Darüber haben wir tatsächlich am Anfang gesprochen, weil auch wir diese Befürchtung hatten. Aber diese Situation ist nicht eingetreten. Es gab nie etwas, von dem jemand gesagt hat: Das möchte ich auf keinen Fall machen. Und es kam auch nicht vor, dass 20 Leute das Gleiche machen wollten. Tatsächlich haben die Menschen unterschiedliche Talente und Wünsche. Ich denke, dass die Interessen der Kolleg*innen so breit gefächert sind, dass es keinen Konflikt gab.

Gab es Krisensituationen, in denen Sie sich Ihr altes System zurückgewünscht haben?

Ja, die gab es.
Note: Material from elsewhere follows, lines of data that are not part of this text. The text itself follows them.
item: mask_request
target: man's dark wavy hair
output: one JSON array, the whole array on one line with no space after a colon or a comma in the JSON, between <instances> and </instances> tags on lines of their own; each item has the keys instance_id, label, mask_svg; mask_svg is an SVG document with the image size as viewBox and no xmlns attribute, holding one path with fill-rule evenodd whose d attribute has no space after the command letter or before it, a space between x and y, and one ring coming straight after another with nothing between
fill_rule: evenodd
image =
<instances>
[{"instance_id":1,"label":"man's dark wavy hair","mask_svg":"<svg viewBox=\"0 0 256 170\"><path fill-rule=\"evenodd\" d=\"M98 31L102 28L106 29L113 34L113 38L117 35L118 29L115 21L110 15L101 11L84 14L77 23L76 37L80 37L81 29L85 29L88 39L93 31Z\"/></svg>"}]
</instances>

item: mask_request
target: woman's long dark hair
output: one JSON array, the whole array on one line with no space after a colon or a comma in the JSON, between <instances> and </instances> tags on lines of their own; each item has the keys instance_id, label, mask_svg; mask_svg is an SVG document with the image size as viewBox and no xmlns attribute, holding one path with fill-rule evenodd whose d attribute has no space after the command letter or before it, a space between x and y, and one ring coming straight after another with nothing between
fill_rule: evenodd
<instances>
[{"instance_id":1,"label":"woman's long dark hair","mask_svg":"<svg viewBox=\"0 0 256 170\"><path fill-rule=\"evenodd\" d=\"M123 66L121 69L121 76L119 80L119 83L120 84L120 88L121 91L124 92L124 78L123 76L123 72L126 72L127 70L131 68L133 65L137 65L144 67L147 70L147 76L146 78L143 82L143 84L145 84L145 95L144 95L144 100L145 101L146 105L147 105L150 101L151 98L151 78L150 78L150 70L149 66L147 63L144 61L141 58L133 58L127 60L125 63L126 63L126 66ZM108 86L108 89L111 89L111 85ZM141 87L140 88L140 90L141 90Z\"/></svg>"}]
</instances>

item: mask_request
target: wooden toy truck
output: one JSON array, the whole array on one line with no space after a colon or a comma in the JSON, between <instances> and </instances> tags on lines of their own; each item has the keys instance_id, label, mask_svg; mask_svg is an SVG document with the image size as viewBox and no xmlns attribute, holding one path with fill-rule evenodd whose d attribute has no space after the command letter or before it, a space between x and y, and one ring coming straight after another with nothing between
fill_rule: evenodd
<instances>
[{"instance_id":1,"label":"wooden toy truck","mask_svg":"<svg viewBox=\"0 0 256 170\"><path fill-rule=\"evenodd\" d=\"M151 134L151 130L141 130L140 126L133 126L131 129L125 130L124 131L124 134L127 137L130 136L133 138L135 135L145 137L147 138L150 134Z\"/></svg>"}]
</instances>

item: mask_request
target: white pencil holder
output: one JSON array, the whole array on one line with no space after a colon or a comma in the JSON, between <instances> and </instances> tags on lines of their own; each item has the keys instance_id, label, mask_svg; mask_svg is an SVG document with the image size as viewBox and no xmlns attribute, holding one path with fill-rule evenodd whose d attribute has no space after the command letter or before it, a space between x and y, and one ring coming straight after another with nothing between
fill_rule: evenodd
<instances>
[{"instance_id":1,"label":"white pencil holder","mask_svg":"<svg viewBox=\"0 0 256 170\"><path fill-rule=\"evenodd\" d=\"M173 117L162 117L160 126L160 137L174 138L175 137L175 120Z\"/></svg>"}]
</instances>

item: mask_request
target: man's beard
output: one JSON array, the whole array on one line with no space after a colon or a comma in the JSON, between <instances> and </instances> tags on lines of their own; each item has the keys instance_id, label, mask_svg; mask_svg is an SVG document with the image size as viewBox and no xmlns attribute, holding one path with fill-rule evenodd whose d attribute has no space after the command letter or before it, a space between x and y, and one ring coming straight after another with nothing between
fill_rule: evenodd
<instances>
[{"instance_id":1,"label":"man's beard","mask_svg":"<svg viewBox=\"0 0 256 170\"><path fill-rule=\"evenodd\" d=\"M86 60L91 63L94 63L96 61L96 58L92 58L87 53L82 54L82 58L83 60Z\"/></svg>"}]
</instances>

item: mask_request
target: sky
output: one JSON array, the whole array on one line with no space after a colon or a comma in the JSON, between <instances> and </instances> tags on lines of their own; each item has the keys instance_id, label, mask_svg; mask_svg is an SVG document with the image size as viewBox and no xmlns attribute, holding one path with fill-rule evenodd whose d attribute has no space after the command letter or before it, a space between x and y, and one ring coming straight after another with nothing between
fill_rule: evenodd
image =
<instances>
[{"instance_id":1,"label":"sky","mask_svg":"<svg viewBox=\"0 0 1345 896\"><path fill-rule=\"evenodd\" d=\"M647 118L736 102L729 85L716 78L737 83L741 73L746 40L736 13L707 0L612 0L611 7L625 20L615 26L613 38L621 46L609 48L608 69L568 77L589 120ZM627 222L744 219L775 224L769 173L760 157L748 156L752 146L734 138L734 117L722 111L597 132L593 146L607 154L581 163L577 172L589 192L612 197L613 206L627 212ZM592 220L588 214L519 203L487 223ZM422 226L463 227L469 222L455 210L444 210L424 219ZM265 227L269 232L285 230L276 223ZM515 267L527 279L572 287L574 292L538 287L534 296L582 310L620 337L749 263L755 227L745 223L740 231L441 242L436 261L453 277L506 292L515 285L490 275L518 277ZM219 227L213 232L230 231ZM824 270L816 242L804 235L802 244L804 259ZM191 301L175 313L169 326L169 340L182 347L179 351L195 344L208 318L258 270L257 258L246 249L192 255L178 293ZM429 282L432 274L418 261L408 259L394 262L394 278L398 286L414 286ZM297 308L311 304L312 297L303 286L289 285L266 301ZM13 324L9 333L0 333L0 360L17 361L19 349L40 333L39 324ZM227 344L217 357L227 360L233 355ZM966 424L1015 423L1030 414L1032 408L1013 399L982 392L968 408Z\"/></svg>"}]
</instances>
Etwas Neues zu schaffen ist immer anstrengend. Aber das waren nur Momentaufnahmen. Danach hat man wieder gesehen, dass man viel mehr Möglichkeiten hat, wenn man selbst mitgestalten kann, als wenn man gerade auf eine Verantwortung keine Lust hat. Wenn ich zurückdenke, wie oft ich auf meiner früheren Station genervt und frustriert war, dann ist das kein Maßstab mehr. Hier kann ich mich einbringen und meine Ideen teilen. “Das geht nicht“ - dieser Satz hat mich in meinem vorherigen Berufsleben immer begleitet. Seit einem Jahr habe ich diesen Satz nicht mehr gehört, denn es gibt für alles eine Lösung. Und wenn man sie selbst nicht findet, kann man die Schwarmintelligenz des Teams zur Lösung nutzen.